También yo noté sus cambios. Había cambiado el peinado, lucía ahora recogido, brilloso, con alguna hebilla dorada o una cinta colorida. Vestía ropa ceñida, ajustada al talle, con un decoroso escote que sugería con discreción. Empezó a usar rouge, tonos no demasiados subidos pero presentes. Y su voz adquirió algunos matices de confidencialidad, de cercanía, que hasta entonces se había cuidado de demostrar.
Pero principalmente, más allá de la vestimenta y su maquillaje, algo interior iluminaba a Telma como no lo había hecho antes, un brillo que brotaba en cada poro, en cada gesto. Su piel brillaba, emitía una energía particular, una fragancia que me mareaba, que me tenía girando a su alrededor, como esos insectos que se atontan en verano ante el resplandor de una lámpara cercana.

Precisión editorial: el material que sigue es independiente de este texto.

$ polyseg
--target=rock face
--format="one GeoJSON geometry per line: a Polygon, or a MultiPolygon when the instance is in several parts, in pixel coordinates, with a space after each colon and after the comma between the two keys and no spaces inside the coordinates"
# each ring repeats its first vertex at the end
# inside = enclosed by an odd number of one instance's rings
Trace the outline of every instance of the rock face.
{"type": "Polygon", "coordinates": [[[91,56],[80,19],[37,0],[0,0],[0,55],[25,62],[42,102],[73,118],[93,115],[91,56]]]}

No había sido el único que se había dado cuenta de los cambios de Telma. Juan Carlos efectuó comentarios irónicos, intercalados en alguna conversación, con una mirada sonriente al citar mi cercanía. Sonreí cómplice pensando en Telma.
Una noche en particular, tras una jornada en la que nos quedamos después de hora por la confección de un informe que había que presentar al día siguiente, alcanzamos el mayor grado de intimidad. Recuerdo haberla acompañado, dado lo avanzado de la hora, a buscar un taxi en la avenida más cercana. Caminamos uno al lado del otro, sin tocarnos, hasta pasar una esquina a oscuras. En ese momento, ella se apoyó en mí, como si trastabillara contra el cordón de la vereda. La aferré y, tomándola de la cintura, la llevé hacia mí. Podría haberla besado. Pero me quedé a mitad de camino.
Ella sostuvo mi mirada un momento. Y juro que el mundo se disolvió a mis espaldas. Que el único centro era ella y que había perdido conciencia de todo lo que estaba a mi alrededor. Telma irradiaba una luz, una luz pegajosa, una luz que me atraía a su centro.
Me acerqué a besarla. Pero, en ese momento, una picazón en mi nariz rompió el momento. La aparté, en el tiempo exacto para apartar mi cara y estornudar, de costado, cubriéndome con mi mano.
Cuando quise volver, entendí que el momento se había quebrado. Algo intangible se había perdido y la ocasión no era la de hace un segundo atrás. Hasta Telma había vuelto a su bruma. Y yo decidí apartarme, en una decisión que seguí repasando, una y otra vez, en cada uno de los restantes días de mi vida.
La acompañé un par de calles más. Detuve un taxi. Le abrí la puerta. Dejé que subiera y luego cerré viéndola partir.